After operating the cafe for more than a decade in a building they own, the owners of New Moon are moving the business one floor up to focus more on catering. That gave Vivid, which has been a regular at the Burlington Farmers Market, the opportunity to open its first brick-and-mortar cafe, quite literally.
Along with other welcome vestiges such as a large hearth and an enormous chandelier, the shop’s existing bright and earthy white-painted exposed brick walls will remain as they are.
“[The building owner’s] family operated an artisan chandelier manufacturing business, and when they purchased the building where the cafe is located, they custom-designed the chandelier for the space,” Ian Bailey, founder and owner of Vivid Coffee, told Daily Coffee News. “The chandelier isn’t a part of Vivid’s branding or identity, but we value the history and sentiment behind it.”
New features include a massive 16-by-4-foot maple countertop on a permanent central island that was previously New Moon’s salad bar — a surface that matches that of a live-edge maple countertop in the shop’s back seating area.
“The maple wood is from Shelburne, Vermont,” said Bailey. “[The salad bar] was essentially a custom structure/monument that was all but impossible to move, so we decided to put the maple countertop on top of it, after removing the sneeze guards. It really opened up the cafe.”
Founded five years ago as primarily a wholesale coffee roaster, Vivid continues to roast on its 5-kilo Proaster installed in its roastery located in the back of a Scout & Co. ice cream parlor and cafe cafe in nearby Winooski. Bailey looks forward to expanding its production with a new 12-kilo Probat roaster slated for installation inside the Burlington cafe next month.
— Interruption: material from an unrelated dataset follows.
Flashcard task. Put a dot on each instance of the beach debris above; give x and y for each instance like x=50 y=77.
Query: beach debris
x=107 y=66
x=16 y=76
In anticipation of coffee shop life after COVID-19, the Vivid bar includes two espresso stations. The primary bar centers on a 3-group La Marzocco Linea AV paired with a Mahlkönig Peak grinder, while a second bar with a Linea Mini and another Mahlkönig Peak will showcase rotating single-origin espressos.
“[The Mini will be] featured on a maple countertop we had installed where we hope to have a more conversational approach to coffee service, including manual brew methods, in the future when the cafe is more than just take-out.”
Prior to the pandemic, Bailey said Vivid’s annual revenue was about 95% wholesale, which largely evaporated in March and April. Bailey said that inspired a push to promote Vivid’s online store, which it did with help of web designer Mike Poorman.
“Fun Mike Poorman fact: he works as a drum tech for Billie Eilish, and is one of the best humans ever,” said Bailey. “He really helped me out in those first few months. We weren’t able to make up for the loss in wholesale revenue, but we were able to make up enough to continue to be operational and not cut any employee hours.”
Other new efforts included a subscription service and a Snapchill canned coffee that helped them continue at the farmers market when restrictions were placed on on-site consumables.
“One of our primary concerns in the earliest months of COVID were all of our friends and baristas at our wholesale partner cafes,” said Bailey. “Through the end of May, we donated $2 for every bag of coffee sold on our website to a fund that went directly to baristas of Vivid partner cafes. Thankfully many of the cafes and restaurants have been able to open up in some capacity around the time the barista fund ended.”
Vivid Coffee is now open at 150 Cherry St. in Burlington, Vermont.